I've had some folks long claim EI is bad for fish and bad for fish fry, bad for soft water fish, on and on........well time for them to eat some humble pie:





Most of the fry gets eaten by the rams, checker boards, cardinals, so I have to stand around and net them as they hatch, if........I'm around. I had poor results rearing fry in ultra pure water and in plain tap that was well aged prior to adding them in a quarantine tank(10 Gal bare bottomed with dual sponge filter, heater etc). I have those hospital net tank inserts, basically a hang on net. Fish fry would get caught/entangled and water changes made it a PITA, had a few squashed fish.

This simple tray float and exchange the water-3-4 times a day seems to work very well with plain old tank water, tank water has NO3 sitting about 30ppm or so, high PO4, about 5-6, and Fe at 1.0ppmm +, Gh about 3, KH 1.5, temp 82F.

Zero losses.

I would think and expect higher losses in this tray, where O2 and no filter are less, and where the higher ppm's would be detrimental. But...........

In both cases, I tried with tank water 100% to the new quarantine tank exchange, also plain tap, also DI/AC filtered, I only manged to get 7 fish to adulthood. Fungus and other issues, unexplained death. My question was mostly well, maybe it is the higher NO3 and fry's exposure is much more sensitive?

Could have been, until I started doing this method using the tank water and exchanges. If I'd not had this result, I might be tempted and feel strongly otherwise.

Such unexpected results are often the case. Without some evidence otherwise, we are left to our own devices and assumptions. Now..if someone else came along and challenged me to try it and see, I'd have nothing to lose, I was losing fry anyhow and the fish breed like clock work every 2 weeks.

Since I'm using nothing but tank water, it cannot be due to the N, P, Fe etc.............nor low O2 etc.

I cannot say with any certainly what was killing the fry prior, only what was NOT killing them/leading to mortality etc. We often seek answers, when we should seek the questions. This is 3rd x I've had this same result.
Once the fish get to about 1" or more, they are tough as nails. This takes about 8 weeks.
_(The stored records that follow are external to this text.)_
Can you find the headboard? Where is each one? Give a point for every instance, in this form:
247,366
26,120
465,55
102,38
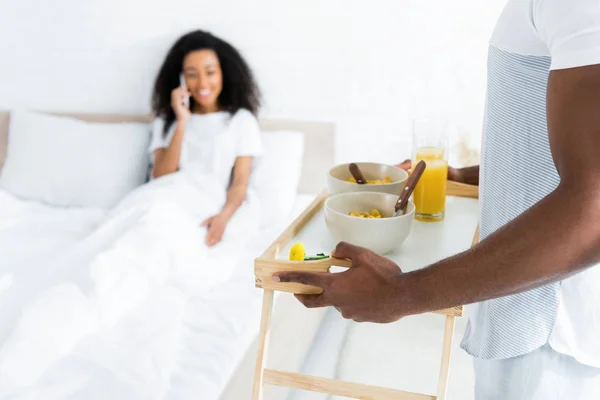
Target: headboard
318,145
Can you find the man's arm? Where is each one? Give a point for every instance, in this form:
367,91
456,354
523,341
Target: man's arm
554,239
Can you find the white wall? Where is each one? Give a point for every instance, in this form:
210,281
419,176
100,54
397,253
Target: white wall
369,66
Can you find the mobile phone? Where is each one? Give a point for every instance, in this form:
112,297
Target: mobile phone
184,85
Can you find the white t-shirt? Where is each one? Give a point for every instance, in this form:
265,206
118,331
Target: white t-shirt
212,142
532,37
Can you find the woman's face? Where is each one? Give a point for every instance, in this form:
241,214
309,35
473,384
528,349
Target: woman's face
204,79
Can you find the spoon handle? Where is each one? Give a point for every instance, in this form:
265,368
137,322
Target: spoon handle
410,186
358,176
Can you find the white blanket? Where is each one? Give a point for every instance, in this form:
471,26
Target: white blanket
116,298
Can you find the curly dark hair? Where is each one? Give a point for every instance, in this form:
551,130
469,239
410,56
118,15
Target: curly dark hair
239,85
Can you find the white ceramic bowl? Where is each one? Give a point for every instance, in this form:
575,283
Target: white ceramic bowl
337,179
379,235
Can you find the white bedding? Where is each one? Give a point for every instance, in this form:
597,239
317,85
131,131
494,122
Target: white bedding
97,305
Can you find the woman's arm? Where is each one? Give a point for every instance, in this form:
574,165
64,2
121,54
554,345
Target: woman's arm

So this, along with Discus, Apistos, Angels(sorry, not altums), cories, shrimps(CRS/RCS, Amanos) are added to the list of fish I have bred with higher nutrients.

We know we can now answer "are higher nutrients have an adverse effect/s on fish, algae and plants? We can say "no, not in any general way". Thus the risk is minimal.

So for those that wish to claim nutrients are detrimental, where is your evidence? Like the example I stated above, if you have no tried to falsify your own hypothesis, then you'd never know.